What Is an Address Validation Service?
An address validation service takes raw user-entered address text, standardizes it to a canonical form, verifies it against authoritative postal data, enriches it with geocoordinates, and assigns a deliverability score. It is a critical component in e-commerce checkout, shipping systems, and CRM data hygiene pipelines. At low level it must handle abbreviation normalization, external API circuit breaking, fuzzy correction suggestions, and aggressive caching since validated addresses rarely change.
Validation Pipeline
Each raw address flows through five stages in sequence:
- Parse: tokenize the raw input into components — street number, street name, unit, city, state, zip, country.
- Standardize: normalize abbreviations (St → Street, Ave → Avenue, Apt → Apartment), uppercase state codes, zero-pad zip codes.
- Verify: call external postal verification API (SmartyStreets or USPS) to confirm the address exists in the postal authority database.
- Geocode: resolve the verified address to a latitude/longitude coordinate pair for proximity queries.
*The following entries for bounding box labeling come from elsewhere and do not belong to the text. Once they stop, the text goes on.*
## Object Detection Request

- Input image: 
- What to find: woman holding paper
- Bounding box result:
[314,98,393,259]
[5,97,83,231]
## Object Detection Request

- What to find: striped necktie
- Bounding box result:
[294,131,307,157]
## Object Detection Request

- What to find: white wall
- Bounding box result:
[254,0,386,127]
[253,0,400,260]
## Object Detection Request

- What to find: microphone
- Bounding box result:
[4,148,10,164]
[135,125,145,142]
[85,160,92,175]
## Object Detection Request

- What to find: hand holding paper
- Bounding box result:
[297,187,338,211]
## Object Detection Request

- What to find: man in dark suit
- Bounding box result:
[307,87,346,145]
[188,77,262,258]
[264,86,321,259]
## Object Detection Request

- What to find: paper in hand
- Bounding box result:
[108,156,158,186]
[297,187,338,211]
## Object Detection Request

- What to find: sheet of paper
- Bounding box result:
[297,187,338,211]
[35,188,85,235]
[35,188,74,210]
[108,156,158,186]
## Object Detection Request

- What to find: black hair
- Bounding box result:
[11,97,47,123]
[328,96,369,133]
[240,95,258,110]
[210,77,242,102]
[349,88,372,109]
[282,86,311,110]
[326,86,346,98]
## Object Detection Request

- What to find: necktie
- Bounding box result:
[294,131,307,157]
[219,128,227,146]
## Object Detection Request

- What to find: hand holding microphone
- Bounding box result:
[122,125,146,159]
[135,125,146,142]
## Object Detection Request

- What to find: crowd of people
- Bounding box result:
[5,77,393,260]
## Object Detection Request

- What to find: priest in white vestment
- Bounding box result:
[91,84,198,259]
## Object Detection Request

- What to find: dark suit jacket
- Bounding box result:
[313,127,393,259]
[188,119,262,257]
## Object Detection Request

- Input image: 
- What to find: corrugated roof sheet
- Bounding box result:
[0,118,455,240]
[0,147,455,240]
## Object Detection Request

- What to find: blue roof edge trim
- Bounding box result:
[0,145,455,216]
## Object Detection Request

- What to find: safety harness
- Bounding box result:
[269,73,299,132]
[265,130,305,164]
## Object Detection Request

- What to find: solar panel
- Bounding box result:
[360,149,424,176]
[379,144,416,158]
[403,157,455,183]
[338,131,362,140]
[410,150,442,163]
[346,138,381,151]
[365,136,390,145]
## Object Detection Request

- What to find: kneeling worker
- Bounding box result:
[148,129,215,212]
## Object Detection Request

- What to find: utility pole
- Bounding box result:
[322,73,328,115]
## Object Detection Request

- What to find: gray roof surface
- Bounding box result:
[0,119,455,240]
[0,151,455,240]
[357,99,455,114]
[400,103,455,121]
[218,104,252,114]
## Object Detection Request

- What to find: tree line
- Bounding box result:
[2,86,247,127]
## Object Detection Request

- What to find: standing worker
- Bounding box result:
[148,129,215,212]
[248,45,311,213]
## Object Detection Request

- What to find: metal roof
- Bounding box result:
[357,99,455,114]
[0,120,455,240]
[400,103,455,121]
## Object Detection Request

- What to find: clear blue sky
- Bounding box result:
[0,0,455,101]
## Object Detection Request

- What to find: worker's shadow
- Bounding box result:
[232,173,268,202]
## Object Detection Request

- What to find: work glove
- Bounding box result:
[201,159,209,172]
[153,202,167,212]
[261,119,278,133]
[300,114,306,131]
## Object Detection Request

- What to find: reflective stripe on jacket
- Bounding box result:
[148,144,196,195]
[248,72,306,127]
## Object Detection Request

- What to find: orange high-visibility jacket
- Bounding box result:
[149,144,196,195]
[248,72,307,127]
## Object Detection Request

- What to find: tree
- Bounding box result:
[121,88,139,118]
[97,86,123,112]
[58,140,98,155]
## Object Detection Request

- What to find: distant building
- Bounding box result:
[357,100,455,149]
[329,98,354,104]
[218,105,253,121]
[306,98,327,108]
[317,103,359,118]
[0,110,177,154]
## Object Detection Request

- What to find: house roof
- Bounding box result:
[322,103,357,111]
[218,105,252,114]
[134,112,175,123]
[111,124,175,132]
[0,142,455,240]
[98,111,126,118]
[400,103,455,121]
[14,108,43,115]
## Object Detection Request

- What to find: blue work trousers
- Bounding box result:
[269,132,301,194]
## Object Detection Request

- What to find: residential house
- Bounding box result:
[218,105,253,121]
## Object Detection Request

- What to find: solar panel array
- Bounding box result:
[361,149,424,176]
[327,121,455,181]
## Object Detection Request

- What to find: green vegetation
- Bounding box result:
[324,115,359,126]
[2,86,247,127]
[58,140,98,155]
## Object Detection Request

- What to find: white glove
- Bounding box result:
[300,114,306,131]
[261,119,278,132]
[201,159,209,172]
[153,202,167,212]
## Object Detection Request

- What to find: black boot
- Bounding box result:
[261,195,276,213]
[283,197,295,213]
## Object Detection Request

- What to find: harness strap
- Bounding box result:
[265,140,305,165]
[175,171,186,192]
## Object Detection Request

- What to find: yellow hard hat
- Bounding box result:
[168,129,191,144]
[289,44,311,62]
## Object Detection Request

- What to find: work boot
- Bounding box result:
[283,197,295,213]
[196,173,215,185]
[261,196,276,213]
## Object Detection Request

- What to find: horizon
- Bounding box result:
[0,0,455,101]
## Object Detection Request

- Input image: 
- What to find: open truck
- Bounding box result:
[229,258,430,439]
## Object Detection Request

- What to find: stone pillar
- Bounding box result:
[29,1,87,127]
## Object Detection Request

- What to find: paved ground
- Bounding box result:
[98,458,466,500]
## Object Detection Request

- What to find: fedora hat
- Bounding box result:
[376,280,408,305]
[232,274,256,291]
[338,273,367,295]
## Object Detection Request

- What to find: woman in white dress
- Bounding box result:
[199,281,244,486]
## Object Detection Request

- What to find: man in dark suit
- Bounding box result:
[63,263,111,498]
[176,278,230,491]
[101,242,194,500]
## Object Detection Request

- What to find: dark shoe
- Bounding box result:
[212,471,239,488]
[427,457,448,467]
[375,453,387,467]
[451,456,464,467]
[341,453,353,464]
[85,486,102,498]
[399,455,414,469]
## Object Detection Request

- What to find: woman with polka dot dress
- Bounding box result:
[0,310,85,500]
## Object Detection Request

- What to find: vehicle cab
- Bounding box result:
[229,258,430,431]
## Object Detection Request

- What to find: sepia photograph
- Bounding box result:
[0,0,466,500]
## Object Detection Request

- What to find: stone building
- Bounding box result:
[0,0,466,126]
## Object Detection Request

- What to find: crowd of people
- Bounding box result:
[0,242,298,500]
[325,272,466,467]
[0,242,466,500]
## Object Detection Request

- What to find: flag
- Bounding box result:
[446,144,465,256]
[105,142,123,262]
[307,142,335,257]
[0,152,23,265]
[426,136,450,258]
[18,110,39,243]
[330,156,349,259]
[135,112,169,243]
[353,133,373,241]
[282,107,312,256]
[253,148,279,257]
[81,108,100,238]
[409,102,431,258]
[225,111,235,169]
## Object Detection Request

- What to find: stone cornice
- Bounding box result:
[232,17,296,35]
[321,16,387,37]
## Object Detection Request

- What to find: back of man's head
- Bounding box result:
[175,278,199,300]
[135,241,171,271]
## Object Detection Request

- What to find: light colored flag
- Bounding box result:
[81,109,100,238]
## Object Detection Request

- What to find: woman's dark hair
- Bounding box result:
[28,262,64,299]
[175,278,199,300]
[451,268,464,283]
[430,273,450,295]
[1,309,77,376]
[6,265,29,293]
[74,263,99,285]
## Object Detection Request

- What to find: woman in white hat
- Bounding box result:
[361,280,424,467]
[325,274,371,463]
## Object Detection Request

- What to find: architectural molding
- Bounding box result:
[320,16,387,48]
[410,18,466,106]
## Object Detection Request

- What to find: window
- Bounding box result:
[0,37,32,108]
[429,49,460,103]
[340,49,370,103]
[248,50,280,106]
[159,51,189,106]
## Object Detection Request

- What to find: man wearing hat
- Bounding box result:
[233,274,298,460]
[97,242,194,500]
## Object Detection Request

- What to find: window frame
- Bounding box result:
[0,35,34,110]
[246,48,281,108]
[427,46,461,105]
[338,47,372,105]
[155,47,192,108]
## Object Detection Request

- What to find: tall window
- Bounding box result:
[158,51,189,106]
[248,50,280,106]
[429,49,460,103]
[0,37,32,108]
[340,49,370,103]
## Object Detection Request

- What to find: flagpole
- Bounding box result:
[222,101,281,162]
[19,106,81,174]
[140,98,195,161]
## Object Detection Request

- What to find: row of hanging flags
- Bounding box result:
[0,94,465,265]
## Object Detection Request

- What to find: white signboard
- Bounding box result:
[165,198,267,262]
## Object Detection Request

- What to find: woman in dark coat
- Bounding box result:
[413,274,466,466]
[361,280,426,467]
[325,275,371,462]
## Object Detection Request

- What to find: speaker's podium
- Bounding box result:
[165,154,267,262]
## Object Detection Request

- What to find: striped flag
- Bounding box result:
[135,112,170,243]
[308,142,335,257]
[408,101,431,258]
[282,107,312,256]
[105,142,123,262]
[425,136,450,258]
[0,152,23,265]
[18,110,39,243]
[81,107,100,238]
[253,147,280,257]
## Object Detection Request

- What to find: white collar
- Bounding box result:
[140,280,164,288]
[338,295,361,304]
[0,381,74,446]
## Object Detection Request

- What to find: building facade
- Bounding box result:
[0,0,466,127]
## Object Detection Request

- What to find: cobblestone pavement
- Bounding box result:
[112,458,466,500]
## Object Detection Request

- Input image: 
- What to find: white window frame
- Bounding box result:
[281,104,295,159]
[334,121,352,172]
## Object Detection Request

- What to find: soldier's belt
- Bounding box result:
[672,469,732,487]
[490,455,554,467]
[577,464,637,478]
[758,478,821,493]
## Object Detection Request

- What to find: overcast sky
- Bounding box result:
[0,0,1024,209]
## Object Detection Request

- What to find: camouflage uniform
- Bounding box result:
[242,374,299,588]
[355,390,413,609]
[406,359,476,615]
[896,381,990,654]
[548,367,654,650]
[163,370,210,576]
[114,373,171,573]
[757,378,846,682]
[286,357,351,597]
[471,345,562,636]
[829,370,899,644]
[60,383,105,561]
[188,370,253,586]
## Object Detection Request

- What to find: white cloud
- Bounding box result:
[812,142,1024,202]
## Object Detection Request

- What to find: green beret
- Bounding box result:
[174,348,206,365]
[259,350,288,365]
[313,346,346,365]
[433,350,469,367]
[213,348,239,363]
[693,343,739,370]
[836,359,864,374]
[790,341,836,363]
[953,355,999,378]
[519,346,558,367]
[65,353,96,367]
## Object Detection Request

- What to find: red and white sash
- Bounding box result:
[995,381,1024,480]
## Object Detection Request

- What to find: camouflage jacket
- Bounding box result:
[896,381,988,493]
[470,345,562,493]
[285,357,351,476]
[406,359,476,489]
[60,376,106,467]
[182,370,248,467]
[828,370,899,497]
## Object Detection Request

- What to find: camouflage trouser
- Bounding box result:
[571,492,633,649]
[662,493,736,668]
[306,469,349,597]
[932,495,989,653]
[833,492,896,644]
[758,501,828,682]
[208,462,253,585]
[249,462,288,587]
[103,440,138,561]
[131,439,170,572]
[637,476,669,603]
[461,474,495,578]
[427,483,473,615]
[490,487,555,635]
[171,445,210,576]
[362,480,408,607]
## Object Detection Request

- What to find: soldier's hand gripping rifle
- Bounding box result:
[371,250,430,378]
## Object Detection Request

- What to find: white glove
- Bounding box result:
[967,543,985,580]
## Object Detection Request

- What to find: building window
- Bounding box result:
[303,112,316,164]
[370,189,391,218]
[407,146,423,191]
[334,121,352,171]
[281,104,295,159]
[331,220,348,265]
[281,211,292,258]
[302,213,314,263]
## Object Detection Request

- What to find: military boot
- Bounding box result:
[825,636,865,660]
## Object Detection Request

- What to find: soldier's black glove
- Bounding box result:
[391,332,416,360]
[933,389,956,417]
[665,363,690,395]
- Score deliverability: classify as residential, commercial, vacant, or active delivery point based on API response flags.
Standardization Rules
Street type abbreviations follow USPS Publication 28 standards. Common mappings:
- St → Street, Ave → Avenue, Blvd → Boulevard, Dr → Drive, Ln → Lane, Ct → Court, Rd → Road
- N/S/E/W directionals are expanded: N → North, S → South, E → East, W → West
- Unit designators: Apt → Apartment, Ste → Suite, Fl → Floor
Normalization is applied before the external API call to improve cache hit rates — two inputs that differ only in abbreviation style should map to the same cache key.
Schema
CREATE TABLE Address (
id BIGSERIAL PRIMARY KEY,
raw_input TEXT NOT NULL,
line1 VARCHAR(255),
line2 VARCHAR(128),
city VARCHAR(128),
state VARCHAR(64),
zip VARCHAR(16),
country VARCHAR(8) NOT NULL DEFAULT 'US',
lat NUMERIC(10, 7),
lng NUMERIC(10, 7),
deliverability VARCHAR(32), -- 'deliverable', 'undeliverable', 'vacant', 'unknown'
validated_at TIMESTAMPTZ
);
CREATE TABLE AddressValidationCache (
normalized_key VARCHAR(512) PRIMARY KEY,
result JSONB NOT NULL,
cached_at TIMESTAMPTZ NOT NULL DEFAULT NOW()
);
CREATE INDEX idx_address_geo ON Address USING GIST (
ll_to_earth(lat, lng)
);
External API Integration with Circuit Breaker
The SmartyStreets or USPS API is a synchronous dependency. Network failures must not cascade into checkout failures. A circuit breaker wraps the API call:
- Closed: normal operation, requests pass through.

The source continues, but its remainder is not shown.